Jules Verne

Je sentis, en effet, qu'il prenait une position oblique, abaissant son arrière et relevant son éperon. Une introduction d'eau avait suffi pour rompre son équilibre. Puis, poussé par sa puissante hélice, il attaqua l'ice-field par en dessous comme un formidable bélier. Il le crevait peu à peu, se retirait, donnait à toute vitesse contre le champ qui se déchirait, et enfin, emporté par un élan suprême, il s'élança sur la surface glacée qu'il écrasa de son poids.

Le panneau fut ouvert, on pourrait dire arraché, et l'air pur s'introduisit à flots dans toutes les parties du _Nautilus_.

XVII

DU CAP HORN À L'AMAZONE

Comment étais-je sur la plate-forme, je ne saurais le dire. Peut-être le Canadien m'y avait-il transporté. Mais je respirais, je humais l'air vivifiant de la mer. Mes deux compagnons s'enivraient près de moi de ces fraîches molécules. Les malheureux. trop longtemps privés de nourriture, ne peuvent se jeter inconsidérément sur les premiers aliments qu'on leur présente. Nous. au contraire, nous n'avions pas à nous modérer, nous pouvions aspirer à pleins poumons les atomes de cette atmosphère, et c'était la brise, la brise elle-même qui nous versait cette voluptueuse ivresse !

« Ah ! faisait Conseil, que c'est bon, l'oxygène ! Que monsieur ne craigne pas de respirer. Il y en a pour tout le monde. »

Quant à Ned Land, il ne parlait pas, mais il ouvrait des mâchoires à effrayer un requin.
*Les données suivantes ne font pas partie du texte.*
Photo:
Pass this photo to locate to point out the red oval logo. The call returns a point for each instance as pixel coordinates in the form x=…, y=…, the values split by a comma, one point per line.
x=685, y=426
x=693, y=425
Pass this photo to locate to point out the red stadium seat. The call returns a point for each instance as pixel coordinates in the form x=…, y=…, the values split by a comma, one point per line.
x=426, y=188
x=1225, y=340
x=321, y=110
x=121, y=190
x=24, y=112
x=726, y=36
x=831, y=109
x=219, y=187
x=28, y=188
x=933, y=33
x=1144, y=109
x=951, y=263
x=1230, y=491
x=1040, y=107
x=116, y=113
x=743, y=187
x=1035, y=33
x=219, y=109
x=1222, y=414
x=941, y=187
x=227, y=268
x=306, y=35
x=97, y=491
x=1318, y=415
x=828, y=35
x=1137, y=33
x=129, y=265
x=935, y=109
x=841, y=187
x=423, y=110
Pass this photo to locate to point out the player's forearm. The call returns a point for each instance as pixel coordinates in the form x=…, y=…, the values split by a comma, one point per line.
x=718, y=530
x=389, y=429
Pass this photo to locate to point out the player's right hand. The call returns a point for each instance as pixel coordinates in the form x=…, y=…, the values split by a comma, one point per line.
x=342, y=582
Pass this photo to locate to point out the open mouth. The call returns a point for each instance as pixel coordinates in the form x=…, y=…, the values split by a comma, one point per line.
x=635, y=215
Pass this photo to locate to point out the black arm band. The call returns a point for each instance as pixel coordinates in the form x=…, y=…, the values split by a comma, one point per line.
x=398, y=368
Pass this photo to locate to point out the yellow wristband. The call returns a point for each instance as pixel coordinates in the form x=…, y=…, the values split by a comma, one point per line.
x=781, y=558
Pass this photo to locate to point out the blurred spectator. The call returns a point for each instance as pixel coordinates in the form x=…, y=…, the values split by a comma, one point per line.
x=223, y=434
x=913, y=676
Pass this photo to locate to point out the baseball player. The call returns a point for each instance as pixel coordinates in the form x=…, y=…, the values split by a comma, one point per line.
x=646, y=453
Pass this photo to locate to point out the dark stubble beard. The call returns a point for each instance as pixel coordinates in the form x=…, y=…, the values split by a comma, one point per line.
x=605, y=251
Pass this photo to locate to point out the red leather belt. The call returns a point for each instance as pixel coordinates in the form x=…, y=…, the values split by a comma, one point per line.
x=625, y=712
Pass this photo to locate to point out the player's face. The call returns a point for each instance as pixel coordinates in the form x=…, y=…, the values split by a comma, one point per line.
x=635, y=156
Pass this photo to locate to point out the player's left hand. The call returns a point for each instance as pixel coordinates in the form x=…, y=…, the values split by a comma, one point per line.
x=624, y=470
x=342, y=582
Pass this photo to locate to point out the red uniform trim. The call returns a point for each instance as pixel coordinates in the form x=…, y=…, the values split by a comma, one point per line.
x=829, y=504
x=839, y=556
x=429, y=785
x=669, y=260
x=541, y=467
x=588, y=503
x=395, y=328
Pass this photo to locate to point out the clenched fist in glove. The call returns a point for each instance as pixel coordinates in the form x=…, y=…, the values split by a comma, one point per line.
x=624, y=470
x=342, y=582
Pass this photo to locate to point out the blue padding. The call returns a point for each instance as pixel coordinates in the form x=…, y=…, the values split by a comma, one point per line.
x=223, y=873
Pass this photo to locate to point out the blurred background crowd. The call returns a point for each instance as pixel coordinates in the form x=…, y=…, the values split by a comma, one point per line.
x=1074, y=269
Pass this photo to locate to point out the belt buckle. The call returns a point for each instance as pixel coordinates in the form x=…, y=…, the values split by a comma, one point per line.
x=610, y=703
Et quelles puissantes aspirations ! Le Canadien « tirait » comme un poêle en pleine combustion.

Les forces nous revinrent promptement, et, lorsque je regardai autour de moi, je vis que nous étions seuls sur la plate-forme. Aucun homme de l'équipage. Pas même le capitaine Nemo. Les étranges marins du _Nautilus_ se contentaient de l'air qui circulait à l'intérieur. Aucun n'était venu se délecter en pleine atmosphère.

Les premières paroles que je prononçai furent des paroles de remerciements et de gratitude pour mes deux compagnons. Ned et Conseil avaient prolongé mon existence pendant les dernières heures de cette longue agonie. Toute ma reconnaissance ne pouvait payer trop un tel dévouement.

« Bon ! monsieur le professeur, me répondit Ned Land, cela ne vaut pas la peine d'en parler ! Quel mérite avons-nous eu à cela ? Aucun. Ce n'était qu'une question d'arithmétique. Votre existence valait plus que la nôtre. Donc il fallait la conserver.

-- Non, Ned, repondis-je, elle ne valait pas plus. Personne n'est supérieur à un homme généreux et bon, et vous l'êtes !

-- C'est bien ! c'est bien ! répétait le Canadien embarrassé

-- Et toi, mon brave Conseil, tu as bien souffert.

-- Mais pas trop, pour tout dire à monsieur. Il me manquait bien quelques gorgées d'air, mais je crois que je m'y serais fait. D'ailleurs, je regardais monsieur qui se pâmait et cela ne me donnait pas la moindre envie de respirer. Cela me coupait, comme on dit, le respir... »

Conseil, confus de s'être jeté dans la banalité, n'acheva pas.

« Mes amis, répondis-je vivement ému, nous sommes liés les uns aux autres pour jamais, et vous avez sur moi des droits...

-- Dont j'abuserai, riposta le Canadien.

-- Hein ? fit Conseil.

-- Oui, reprit Ned Land, le droit de vous entraîner avec moi, quand je quitterai cet infernal _Nautilus_.

-- Au fait, dit Conseil, allons-nous du bon côté ?

-- Oui, répondis-je, puisque nous allons du côté du soleil, et ici le soleil, c'est le nord.

-- Sans doute, reprit Ned Land, mais il reste à savoir si nous rallions le Pacifique ou l'Atlantique, c'est-à-dire les mers fréquentées ou désertes. »

A cela je ne pouvais répondre, et je craignais que le capitaine Nemo ne nous ramenât plutôt vers ce vaste Océan qui baigne à la fois les côtes de l'Asie et de l'Amérique. Il compléterait ainsi son tour du monde sous-marin, et reviendrait vers ces mers où le _Nautilus_ trouvait la plus entière indépendance. Mais si nous retournions au Pacifique, loin de toute terre habitée, que devenaient les projets de Ned Land ?

Nous devions, avant peu, être fixés sur ce point important.